Bare-metal firmware for Vybrid's asymmetrical multicore architecture

September 17, 2014

Bare-metal firmware for Vybrid's asymmetrical multicore architecture

In the previous article, Valter Minute discussed the architecture in general and the advantages of asymmetric (also known as heterogeneous) multicore...

In the previous article, Valter Minute discussed the architecture in general and the advantages of asymmetric (also known as heterogeneous) multicore SoCs. There are several options when it comes to the operating platform for the secondary Cortex-M4 core: The example discussed in Valter’s article uses eCos RTOS, Freescale promotes its own RTOS MQX.

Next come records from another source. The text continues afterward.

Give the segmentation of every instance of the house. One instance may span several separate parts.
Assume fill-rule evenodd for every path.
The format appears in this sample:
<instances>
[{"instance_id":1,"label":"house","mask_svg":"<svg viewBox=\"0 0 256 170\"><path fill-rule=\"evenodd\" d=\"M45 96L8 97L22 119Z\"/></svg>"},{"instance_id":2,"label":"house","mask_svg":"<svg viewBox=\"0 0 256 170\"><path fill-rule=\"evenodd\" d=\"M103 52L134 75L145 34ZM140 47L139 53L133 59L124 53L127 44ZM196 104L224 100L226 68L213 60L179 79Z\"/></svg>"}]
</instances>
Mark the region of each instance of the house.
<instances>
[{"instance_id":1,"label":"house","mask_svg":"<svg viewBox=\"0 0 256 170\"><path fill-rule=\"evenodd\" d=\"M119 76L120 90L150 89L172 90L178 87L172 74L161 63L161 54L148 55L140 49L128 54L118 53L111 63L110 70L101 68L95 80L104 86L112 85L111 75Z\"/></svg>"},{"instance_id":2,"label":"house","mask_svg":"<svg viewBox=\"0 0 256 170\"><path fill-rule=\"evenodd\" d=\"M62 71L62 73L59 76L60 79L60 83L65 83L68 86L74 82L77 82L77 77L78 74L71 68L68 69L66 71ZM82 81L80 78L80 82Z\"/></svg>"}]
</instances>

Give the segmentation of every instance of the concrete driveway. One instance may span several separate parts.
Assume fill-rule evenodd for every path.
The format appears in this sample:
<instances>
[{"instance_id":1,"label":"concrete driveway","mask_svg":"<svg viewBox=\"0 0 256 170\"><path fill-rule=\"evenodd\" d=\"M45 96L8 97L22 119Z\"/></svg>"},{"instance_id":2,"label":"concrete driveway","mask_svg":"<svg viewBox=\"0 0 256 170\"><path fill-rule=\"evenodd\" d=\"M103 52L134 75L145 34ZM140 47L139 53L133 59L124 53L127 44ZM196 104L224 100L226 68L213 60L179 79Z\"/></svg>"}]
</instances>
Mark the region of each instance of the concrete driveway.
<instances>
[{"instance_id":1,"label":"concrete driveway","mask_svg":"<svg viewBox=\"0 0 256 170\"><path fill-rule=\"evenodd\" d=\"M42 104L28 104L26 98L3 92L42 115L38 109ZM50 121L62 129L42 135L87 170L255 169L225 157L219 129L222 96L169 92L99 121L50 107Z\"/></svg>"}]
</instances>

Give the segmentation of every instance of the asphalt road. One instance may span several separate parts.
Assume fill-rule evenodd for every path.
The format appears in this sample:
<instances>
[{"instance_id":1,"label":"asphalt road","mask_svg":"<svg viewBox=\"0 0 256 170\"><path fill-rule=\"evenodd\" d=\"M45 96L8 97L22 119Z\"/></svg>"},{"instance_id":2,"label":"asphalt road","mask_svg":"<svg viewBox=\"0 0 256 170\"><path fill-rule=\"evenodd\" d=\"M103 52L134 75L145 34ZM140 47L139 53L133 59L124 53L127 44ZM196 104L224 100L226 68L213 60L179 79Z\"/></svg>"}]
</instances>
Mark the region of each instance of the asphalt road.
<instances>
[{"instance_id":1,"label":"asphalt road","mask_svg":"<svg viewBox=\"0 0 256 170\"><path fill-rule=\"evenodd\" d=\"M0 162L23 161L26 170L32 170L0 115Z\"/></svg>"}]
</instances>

However, depending on the application, one might even prefer a bare-metal solution, e.g. to port a legacy firmware or for its simplicity. However, there are also disadvantages, the most prominent being missing drivers for peripherals. This article shows some technical pitfalls when creating a custom-made, bare-metal firmware for the Cortex-M4 core of Vybrid.

As an example environment, I decided to contribute Vybrid support to the open-source firmware library libopencm3. The library is licensed under LGPL version 3, hence linking closed source application against the library is explicitly permitted. Despite its name, this library also supports various Cortex-M4 microcontroller, hence its a quite good fit for Vybrid’s Cortex-M4 core. Using the library we can leverage the support for the Cortex-M4 core peripherals such as the system tick timer or the nested interrupt controller. One might argue that using a library is not really bare-metal, however since almost all components of the library are completely optional, it comes much closer to bare-metal than using a full fledged RTOS.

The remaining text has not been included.